Although relatively small in volume, extensive heterogeneity in the parameters of that dataset reveal the complex relationships between multiple stressors and the health of fresh water. By putting the data together in context, we can develop greater insights and help make better decisions about the future.

What do you mean by data heterogeneity, and how can that be useful?

What I mean is that our research is not laboratory research where one can manipulate one condition and control the others. In a real-world ecosystem—like the ones on which we research—multiple stressors co-exist, so it is imperative to identify the multi-dimensional impacts from a single stressor or from multiple stressors.

For example, I was reading an interesting article on the BBC website, where David Schindler—one of our original lead researchers—was talking about the impacts of acid rain on lake trout population at IISD-ELA. He said that “lake trout stopped reproducing not because they were toxified by the acid, but because they were starving to death.” That happened when the tiny organisms on which lake trout depend for their food were dying because of the decline of calcium concentration in lake water.

What this shows is that, on top of the health of lake trout, we now also need to factor in the health of those tiny organisms to fully understand the processes at play. And with more components in play, the dataset becomes more heterogenous.

What challenges can working with big data pose? How do you think those can be addressed?

Given that we are working with massive amounts of data, the traditional approach to data management and analysis won’t suffice.

While working with the IISD-ELA data, two of the biggest challenges to big data management quickly became clear to me: structuring the data and then archiving it.

Various coloured floppy discs in a plastic folder
IISD Experimental Lakes Area’s 50+ year dataset exists in various places on multiple platforms, such as on these floppy disks.

I don’t think there is any straightforward answer to structuring a highly complex heterogeneous dataset like our LTER data, especially when we are working with a wide variety of different forms of data, from images and text, to numbers and figures.

At the moment, in order to bring them to workable and comparable formats, we are adopting common management standards and speaking to other water scientists and community monitoring groups to make sure our data is understandable to anyone who might use it. We are also digitizing data—a lot of it. IISD-ELA has transitioned from printed reports to floppy disks to digital databases. We have recently developed a cloud solution for our master database to protect our data and deliver it to scientists here and around the world.

What’s next for IISD-ELA?

We are working toward making our data FAIR: Findable, Accessible, Interoperable and Reproducible. Our LTER data was collected to be used by many people and is available by request, but we estimate this is only a small portion of the total data collected at the site over the past half-century. The task is now to triage our data and make sure the most important and precious datasets are made available to scientists and the general public.
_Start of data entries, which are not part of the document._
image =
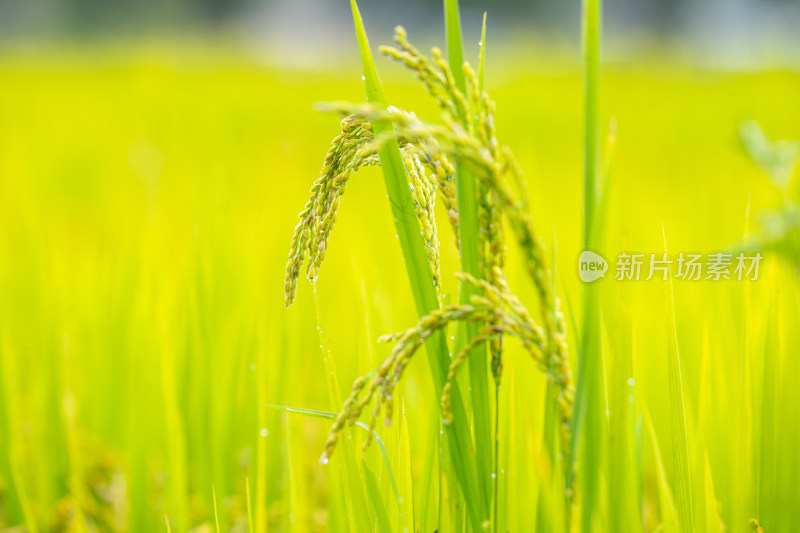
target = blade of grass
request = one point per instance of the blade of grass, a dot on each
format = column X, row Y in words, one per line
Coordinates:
column 331, row 416
column 588, row 420
column 623, row 500
column 469, row 230
column 216, row 515
column 413, row 247
column 712, row 520
column 680, row 441
column 250, row 527
column 669, row 514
All of this lets us put the data into better context and allows scientists to spend their time doing what they do best: science.

By making sure all data has metadata—a description of how and why the data was collected—we make our dataset more reproducible and robust.

Before we can use data, we need to organize the raw data so it is accurate and useful for what we currently want to find out. The data is reproducible, which means that if another scientist comes along and wants to organize that same raw data using the same method, it will come out the same, or close enough.

There is a belief that most scientific data is facing a reproducibility crisis. Reproducibility is important to enhance data credibility and to ensure that precious data can provide new insight when analyzed further for a bigger or different purpose. I agree; in fact, in my opinion, ecological data is so precious that it shouldn’t be restricted to a single use, especially given how difficult it can be to get it in the first place.

All of this lets us put the data into better context and allows scientists to spend their time doing what they do best: science.